MIS-MANAJEMEN PENGELOLAAN GEDUNG KESENIAN?
Oleh: Halim HD
Membicarakan masalah posisi dan pengelolaan gedung kesenian Societeit de Harmonie (GK-SdH) rasanya seperti tak akan ada habisnya.
Sarana dan ruang kesenian yang bernilai warisan budaya dan historis ini, penuh dengan bercak hitam pengelolaan.
Jika saya katakan, tak habis habisnya masalah yang dikandung, nampaknya hal ini sangat kuat kaitannya dengan cara pengelolaan, manajemen.
Akibat tata pengelolaan yang tidak becus itulah kondisi gedung kian merana, nampak suram dan kumuh, memupus sejarah yang hampir satu abad kemegahan gedung yang dahulu sangat dibanggakan.
Demikianlah waktu berjalan dalam rentang ruang perkotaan yang kian kehilangan icon dan citra ruang senibudayanya.
Gedung kesenian itu bukan cuma nampak suram dan kumuh. Dibalik itu terdapat tata pengelolaan yang jauh dari rasa tanggungjawab terhadap kehidupan senibudaya.
Marilah kita ambil kasus yang dialami oleh salah satu dedengkot penulis lakon, mantan dosen Fakultas Sastra Unhas, yang sangat dikenal dalam dunia panggung, Fahmy Syarif (FS).
Dengan niat untuk mewujudkan dan mengukuhkan kehidupan sastra dan seni teater, FS menyodorkan lakonnya untuk dipanggungkan di GK-SdH.
Setiap tahun dua kali menyodorkan lakon lakon yang telah menjadi bagian dari masyarakat senibudaya untuk dipanggungkan, suatu keinginannya untuk meneruskan tradisi berpikir melalui seni pertunjukan. Namun, apa daya, lakon yang ditulisnya sebanyak 4-5 lakon terpental dari gedung bertembok suram dan kumuh yang dikelola secara serampangan itu.
Gagalnya upaya FS untuk memanggungkan lakon lakonnya, karena ditikam oleh angka yang disampaikan oleh Dinas Budpar sebesar 7 (baca: tujuh juta!!).
Pengelola gedung yang staf Disbudpar itu memberikan rincian kebutuhan bahwa biaya sebesar tujuh juta itu untuk sewa lampu, untuk biaya air condition (AC), dan biaya kebersihan. Semuanya atas nama biaya pengelolaan.

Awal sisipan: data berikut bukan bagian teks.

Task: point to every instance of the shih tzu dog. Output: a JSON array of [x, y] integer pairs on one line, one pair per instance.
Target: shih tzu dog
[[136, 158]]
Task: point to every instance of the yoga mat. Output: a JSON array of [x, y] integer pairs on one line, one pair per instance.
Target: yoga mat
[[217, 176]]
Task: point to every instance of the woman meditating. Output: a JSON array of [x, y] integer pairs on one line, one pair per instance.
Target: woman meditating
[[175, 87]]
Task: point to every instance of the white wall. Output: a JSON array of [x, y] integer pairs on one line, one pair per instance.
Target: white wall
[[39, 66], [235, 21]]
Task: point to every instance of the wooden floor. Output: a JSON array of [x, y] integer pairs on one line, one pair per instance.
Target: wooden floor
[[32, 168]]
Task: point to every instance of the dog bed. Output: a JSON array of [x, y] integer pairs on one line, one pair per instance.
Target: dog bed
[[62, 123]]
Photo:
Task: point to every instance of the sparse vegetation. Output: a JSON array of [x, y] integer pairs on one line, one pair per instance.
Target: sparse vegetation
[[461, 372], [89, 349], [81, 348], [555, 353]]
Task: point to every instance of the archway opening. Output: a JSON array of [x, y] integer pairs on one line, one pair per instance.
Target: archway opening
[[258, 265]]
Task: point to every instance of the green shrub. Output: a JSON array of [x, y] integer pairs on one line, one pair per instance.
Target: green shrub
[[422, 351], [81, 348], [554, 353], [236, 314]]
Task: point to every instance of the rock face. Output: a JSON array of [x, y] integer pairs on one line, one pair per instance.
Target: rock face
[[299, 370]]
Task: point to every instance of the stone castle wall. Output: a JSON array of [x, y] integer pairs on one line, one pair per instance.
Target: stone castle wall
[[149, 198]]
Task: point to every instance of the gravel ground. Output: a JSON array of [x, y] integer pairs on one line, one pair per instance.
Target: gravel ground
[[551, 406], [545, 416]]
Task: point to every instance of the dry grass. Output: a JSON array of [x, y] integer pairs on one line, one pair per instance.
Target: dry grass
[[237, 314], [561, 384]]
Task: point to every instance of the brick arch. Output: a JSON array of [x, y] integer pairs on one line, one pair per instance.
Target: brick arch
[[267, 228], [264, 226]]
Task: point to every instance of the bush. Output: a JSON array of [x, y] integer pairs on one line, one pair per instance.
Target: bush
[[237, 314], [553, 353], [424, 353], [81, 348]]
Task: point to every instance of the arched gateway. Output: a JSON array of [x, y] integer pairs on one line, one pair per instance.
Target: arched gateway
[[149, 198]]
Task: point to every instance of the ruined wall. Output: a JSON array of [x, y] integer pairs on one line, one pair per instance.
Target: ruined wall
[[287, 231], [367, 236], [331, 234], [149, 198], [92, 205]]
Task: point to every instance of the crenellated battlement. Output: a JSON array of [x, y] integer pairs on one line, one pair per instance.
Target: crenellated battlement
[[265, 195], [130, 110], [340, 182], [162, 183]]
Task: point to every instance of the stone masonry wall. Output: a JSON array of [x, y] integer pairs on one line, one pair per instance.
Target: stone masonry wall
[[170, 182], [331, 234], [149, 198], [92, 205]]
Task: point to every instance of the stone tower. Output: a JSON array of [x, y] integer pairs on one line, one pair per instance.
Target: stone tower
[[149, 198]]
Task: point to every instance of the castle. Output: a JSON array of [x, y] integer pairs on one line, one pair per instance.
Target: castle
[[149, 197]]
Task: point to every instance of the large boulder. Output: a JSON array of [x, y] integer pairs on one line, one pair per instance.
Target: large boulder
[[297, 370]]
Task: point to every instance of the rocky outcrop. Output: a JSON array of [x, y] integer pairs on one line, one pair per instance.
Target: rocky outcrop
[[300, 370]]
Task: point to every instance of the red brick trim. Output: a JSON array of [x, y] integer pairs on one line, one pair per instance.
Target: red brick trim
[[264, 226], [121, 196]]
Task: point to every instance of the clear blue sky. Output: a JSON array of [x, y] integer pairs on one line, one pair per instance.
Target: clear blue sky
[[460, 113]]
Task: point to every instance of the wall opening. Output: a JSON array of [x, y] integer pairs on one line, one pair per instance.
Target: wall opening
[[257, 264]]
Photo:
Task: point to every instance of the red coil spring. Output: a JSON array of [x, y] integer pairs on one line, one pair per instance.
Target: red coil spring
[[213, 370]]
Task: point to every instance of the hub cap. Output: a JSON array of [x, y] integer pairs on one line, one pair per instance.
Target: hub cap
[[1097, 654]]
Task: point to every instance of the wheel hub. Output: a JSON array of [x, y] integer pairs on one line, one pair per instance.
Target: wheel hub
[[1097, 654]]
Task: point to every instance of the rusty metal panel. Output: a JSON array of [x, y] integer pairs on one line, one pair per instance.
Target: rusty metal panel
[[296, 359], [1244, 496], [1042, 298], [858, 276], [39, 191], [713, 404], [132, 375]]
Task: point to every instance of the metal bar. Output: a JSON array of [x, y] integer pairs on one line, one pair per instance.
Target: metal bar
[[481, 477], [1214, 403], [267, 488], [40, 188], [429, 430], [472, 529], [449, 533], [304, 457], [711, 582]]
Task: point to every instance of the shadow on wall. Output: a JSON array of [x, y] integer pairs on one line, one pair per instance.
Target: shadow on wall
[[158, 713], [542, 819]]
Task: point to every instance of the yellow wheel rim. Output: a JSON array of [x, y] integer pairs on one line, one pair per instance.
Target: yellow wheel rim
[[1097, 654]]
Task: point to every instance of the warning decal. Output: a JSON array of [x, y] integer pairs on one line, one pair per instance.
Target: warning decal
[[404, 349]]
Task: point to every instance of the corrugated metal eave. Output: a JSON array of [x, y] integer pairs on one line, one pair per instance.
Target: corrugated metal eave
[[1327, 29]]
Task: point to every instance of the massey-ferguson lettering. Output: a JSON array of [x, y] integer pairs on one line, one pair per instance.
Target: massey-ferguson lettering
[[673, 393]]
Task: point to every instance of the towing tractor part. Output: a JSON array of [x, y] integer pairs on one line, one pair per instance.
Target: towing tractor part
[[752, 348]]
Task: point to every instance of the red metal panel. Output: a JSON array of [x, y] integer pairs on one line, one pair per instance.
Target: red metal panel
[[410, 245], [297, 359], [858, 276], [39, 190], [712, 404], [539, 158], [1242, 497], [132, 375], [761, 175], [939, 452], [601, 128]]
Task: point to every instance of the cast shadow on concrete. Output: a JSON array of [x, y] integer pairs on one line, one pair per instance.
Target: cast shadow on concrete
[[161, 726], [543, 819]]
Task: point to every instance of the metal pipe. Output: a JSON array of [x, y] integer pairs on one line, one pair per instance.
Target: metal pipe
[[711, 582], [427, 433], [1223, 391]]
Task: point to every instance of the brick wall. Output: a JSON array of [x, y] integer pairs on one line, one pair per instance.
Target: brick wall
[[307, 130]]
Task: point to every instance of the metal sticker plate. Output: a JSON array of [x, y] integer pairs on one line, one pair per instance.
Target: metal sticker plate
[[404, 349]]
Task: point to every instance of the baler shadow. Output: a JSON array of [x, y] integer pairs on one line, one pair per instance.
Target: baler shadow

Gedung kumuh suram dengan akustik yang jelek itu melebihi anggaran Teater Besar Institut Seni Indonesia (ISI) Solo, yang jauh lebih besar dan lebih baik, atau Teater Kecil di Taman Ismail Marzuki yang sama nilai sewanya sebesar 3 juta (baca: tiga juta!!).
Dengan rasa sesal yang tak pernah usai, FS yang selama hampir setengah abad mengabdikan dirinya dalam dunia sastra dan teater, menelusuri ruang lain, sebagai usaha untuk mewujudkan kreatifitas sastra dan seni pertunjukan harus terus digulirkan dan ditampilkan kehadapan masyarakat.
Dalam upaya itulah FS mendapatkan pilihan alternatif untuk menunjukan karyanya, dan Trans Studio menampungnya, dengan ruang panggung yang jauh lebih memadai daripada gedung kesenian, maka empat lakon berturut turut Datu Museng, Jenderal Terakhir, I Ma’di Dg Rimakka dipentaskan di Trans Studio.
Dan tak hanya pementasan….masih juga diberi uang saku, dan repro dokumentasi.
Terakhir pementasan lakon Karaeng Patingaloang pada tahun 2019. Tentu FS merasa bersyukur ada pihak swasta yang punya atensi dan apresiasi senibudaya, setelah mengalami hambatan birokrasi Disbudpar yang cenderung mis-manajemen, dan bahkan manipulatif.
Barangkali ada baiknya bagi kita mencatat apa yang disampaikan oleh FS, bahwa omong kosong usaha pemajuan kebudayaan (di Sulsel dan Makassar) kalau tak didasari pemikiran logis dan rasional.